Some folk tout a Golden Rule which says
that to be successful as a writer, you have to be aggressive in your self-marketing. Slam an agent/editor/director against the
wall and force feed them an elevator pitch.
Jam your Twitter feed with a loss of dignity. Show thine ass and they will print it. And if you don’t have the skin for it, go
home.
I’m sorry, but I’m from Appalachia and
that’s not how it’s done there.
First and foremost, you are a
writer. Writing is about voice. If your voice is ME! ME! ME! there are a limited number of people
who want to hear it. It’s more likely
that the only thing achieved by that is a sense of control in a
situation where you have no control. In
other words, since you cannot make someone publish what you write, diving into
a self-marketing frenzy means you’re doing something ANYTHING which gives the illusion
of control.
But
the way the game is played . . .
Yoo-hoo!
The gatekeepers to your future as a successful writer, the agents and
publishers and theatre companies and editors, are they some type of omniscient being
with no time for your social skills? Will
your potential readers only read your work after they’ve been bombarded with
thirty tweets a day that say BUY ME! BUY
ME! BUY ME!
But
the experts say . . .
Okay.
Anonymous experts. God love
them. A different breed of human than
the rest of us.
Let’s look at a little social science. If we’re in a public building and see a sign
that says, Do Not Enter, most of us don’t challenge that request. But what if the sign said, Doris Doesn’t Want
You To Come In Here. Who is Doris and
who made her the god of entry?
Ellen Langer (On Becoming An Artist) and Adam Grant ask participants to take a
ten question exam. Group A was told that
the exam tested reasoning ability. Group
B was told that a group of eight social scientists from a particular university
selected these ten questions from a larger number of questions that might
measure reasoning skill. (Which is how
all scientific measurement is done, by the way.
Someone decides what and how to measure.)
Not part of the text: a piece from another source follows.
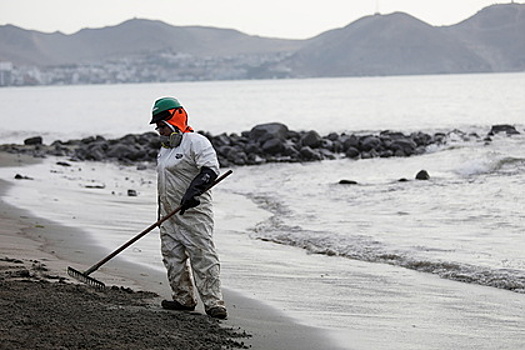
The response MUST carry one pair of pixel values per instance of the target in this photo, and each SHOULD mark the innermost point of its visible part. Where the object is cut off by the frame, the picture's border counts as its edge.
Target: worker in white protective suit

After taking the exam, all participants
were told whether the exam said they had good or bad reasoning skills. All participants who were told they had good
reasoning skills, accepted the results.
Participants from Group A who were told they did poorly, accepted the
results as well, but participants from Group B who were told they did poorly,
felt that the results were probable, not absolute. As Langer said about the results, Group B had
fallibility put back into the equation.
If you think about what experts have
thought of as empirical data over the centuries, then you know that fallibility
is always part of any human creation. Don’t
rely on experts when their wisdom makes you squirm. Remember that any advice on how to market or
write or feed the cat, always has Doris behind it. And between you and me, I think Doris is
taking on airs and graces that she simply doesn’t have.
Your post cheered me up, Lora. I agree, when it's so easy to get caught up in the adrenaline rush of self-marketing, it's important to keep things in perspective.